La caméra, comme jeu érotique...

Absolument. Un ami m’a dit : "tiens, je vais faire un quatrième enfant, je n’ai jamais regardé ma femme de cette manière." Et j’ai trouvé cela très beau. Si cela sert à cela aussi, c’est bien.

Et d’autres projets ?

Je prépare un long métrage dans lequel je m’ouvre beaucoup plus à d’autres femmes, sur la souffrance du corps dans les travaux domestiques, dans la maternité, dans la construction du corps féminin, dans une galerie de portraits de femmes.
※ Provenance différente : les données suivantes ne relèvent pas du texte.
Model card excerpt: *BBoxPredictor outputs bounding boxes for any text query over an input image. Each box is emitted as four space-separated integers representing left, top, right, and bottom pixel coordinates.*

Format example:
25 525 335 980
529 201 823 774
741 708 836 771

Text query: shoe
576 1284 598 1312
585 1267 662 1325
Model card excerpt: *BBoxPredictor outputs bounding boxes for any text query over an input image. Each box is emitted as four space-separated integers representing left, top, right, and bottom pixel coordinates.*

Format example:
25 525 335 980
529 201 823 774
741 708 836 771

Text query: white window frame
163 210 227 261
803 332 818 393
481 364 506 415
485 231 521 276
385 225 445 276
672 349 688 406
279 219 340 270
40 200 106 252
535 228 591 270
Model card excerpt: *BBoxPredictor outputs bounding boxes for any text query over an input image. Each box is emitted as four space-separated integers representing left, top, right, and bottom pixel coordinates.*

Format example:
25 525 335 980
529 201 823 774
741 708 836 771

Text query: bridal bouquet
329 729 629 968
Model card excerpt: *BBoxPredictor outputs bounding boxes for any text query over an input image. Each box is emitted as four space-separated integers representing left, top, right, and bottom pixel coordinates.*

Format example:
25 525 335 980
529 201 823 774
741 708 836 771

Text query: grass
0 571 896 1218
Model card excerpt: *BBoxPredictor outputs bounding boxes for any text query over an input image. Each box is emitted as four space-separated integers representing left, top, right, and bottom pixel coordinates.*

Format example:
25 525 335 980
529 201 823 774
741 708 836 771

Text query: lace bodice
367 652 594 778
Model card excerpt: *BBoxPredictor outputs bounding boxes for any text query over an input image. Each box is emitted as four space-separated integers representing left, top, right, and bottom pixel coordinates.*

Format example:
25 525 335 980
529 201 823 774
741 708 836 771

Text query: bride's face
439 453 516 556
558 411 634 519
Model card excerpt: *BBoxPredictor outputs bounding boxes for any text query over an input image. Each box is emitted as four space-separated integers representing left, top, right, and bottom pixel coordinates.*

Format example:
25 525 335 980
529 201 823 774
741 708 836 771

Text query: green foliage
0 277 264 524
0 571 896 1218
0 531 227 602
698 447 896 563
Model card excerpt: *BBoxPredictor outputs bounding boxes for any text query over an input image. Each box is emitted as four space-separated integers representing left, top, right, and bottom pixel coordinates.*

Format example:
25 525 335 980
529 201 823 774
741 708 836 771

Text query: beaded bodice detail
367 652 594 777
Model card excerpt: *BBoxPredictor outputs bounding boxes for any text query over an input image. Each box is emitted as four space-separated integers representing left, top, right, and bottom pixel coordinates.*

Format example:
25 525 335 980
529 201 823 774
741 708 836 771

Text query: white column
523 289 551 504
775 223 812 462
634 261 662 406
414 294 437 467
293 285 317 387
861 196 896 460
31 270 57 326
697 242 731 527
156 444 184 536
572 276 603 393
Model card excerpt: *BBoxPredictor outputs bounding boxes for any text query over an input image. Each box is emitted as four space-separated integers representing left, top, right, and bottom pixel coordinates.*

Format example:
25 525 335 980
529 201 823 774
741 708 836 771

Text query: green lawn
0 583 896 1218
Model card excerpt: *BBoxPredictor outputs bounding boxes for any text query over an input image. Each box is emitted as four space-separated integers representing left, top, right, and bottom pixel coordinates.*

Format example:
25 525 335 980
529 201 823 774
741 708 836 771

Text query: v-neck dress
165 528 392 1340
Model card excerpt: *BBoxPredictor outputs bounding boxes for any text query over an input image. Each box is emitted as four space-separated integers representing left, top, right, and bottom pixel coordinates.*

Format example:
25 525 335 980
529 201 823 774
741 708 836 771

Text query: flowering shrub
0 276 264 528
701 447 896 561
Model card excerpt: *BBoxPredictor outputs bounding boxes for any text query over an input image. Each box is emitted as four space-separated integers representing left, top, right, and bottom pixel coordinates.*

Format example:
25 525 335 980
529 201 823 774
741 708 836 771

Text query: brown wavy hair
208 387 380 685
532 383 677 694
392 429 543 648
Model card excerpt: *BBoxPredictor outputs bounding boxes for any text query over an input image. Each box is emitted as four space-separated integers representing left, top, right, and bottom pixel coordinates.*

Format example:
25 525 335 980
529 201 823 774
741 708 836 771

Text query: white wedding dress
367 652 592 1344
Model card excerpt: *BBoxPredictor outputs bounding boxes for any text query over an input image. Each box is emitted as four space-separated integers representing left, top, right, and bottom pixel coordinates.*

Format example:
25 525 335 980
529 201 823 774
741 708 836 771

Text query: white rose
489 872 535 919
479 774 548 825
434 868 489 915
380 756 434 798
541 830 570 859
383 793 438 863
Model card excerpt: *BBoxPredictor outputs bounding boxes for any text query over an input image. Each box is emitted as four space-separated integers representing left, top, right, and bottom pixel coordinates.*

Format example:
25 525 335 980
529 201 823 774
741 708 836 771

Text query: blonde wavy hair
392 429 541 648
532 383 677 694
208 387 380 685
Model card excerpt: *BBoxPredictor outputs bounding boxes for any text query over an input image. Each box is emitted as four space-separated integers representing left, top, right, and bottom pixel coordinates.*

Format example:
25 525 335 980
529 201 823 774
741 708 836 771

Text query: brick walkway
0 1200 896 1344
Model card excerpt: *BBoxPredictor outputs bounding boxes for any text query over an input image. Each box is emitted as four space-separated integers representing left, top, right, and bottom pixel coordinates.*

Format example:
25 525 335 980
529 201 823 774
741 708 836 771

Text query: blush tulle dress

Propos recueillis par Caroline Pochon

  • Le 22 septembre 2009 à 13:16

    Aborder la question de l’esthétique cinématographique à partir du corps comme modalité discusive est une heureuse initiative. Lorsqu’on parle du coprs au cinéma, au théâtre, en littérature, en peinture ou autre les gens sont prompts à faire de l’anthropologie à deux sous, ils oublient ce qui est essentiel pour l’art et pour l’artiste : parce qu’il est d’abord en lui_même une anthropologie, le corps explicite nos institutions et la façon de les vivre et de les faire vivre.
    En cela le Cinéma de Sellou Diallo rejoint la problématique du coprs comme biotexte et son regard participe de ce renouvellement des enjeux artistiques, loin du voyeurisme.
    Nous souhaitons à notre ami la force de persister !

    Dr. Kalidou SY
    Université Cheikh Anta Diop de Dakar

  • Le 24 septembre 2009 à 12:26

    Parole de semi-connaisseur, d’homme de lettres raté :
    Grande fierté. Mais il en est juste aux starting block.Il s’agit d’une course de fonds et il le sait.La réussite est au bout de la grande avenue du cinéma... africain ? Non ! du cinéma.
    Passion, engagement, détermination au service d’un talent sûr...c’est tout ce que je savais et ne sais plus. Quand l’oncle ne voit plus le neveu...
    Tonton.

  • Le 28 septembre 2009 à 15:30, par "La bouche de l’Afrique"

    salut Selow bravo et bon vent tu fais du bien au monde.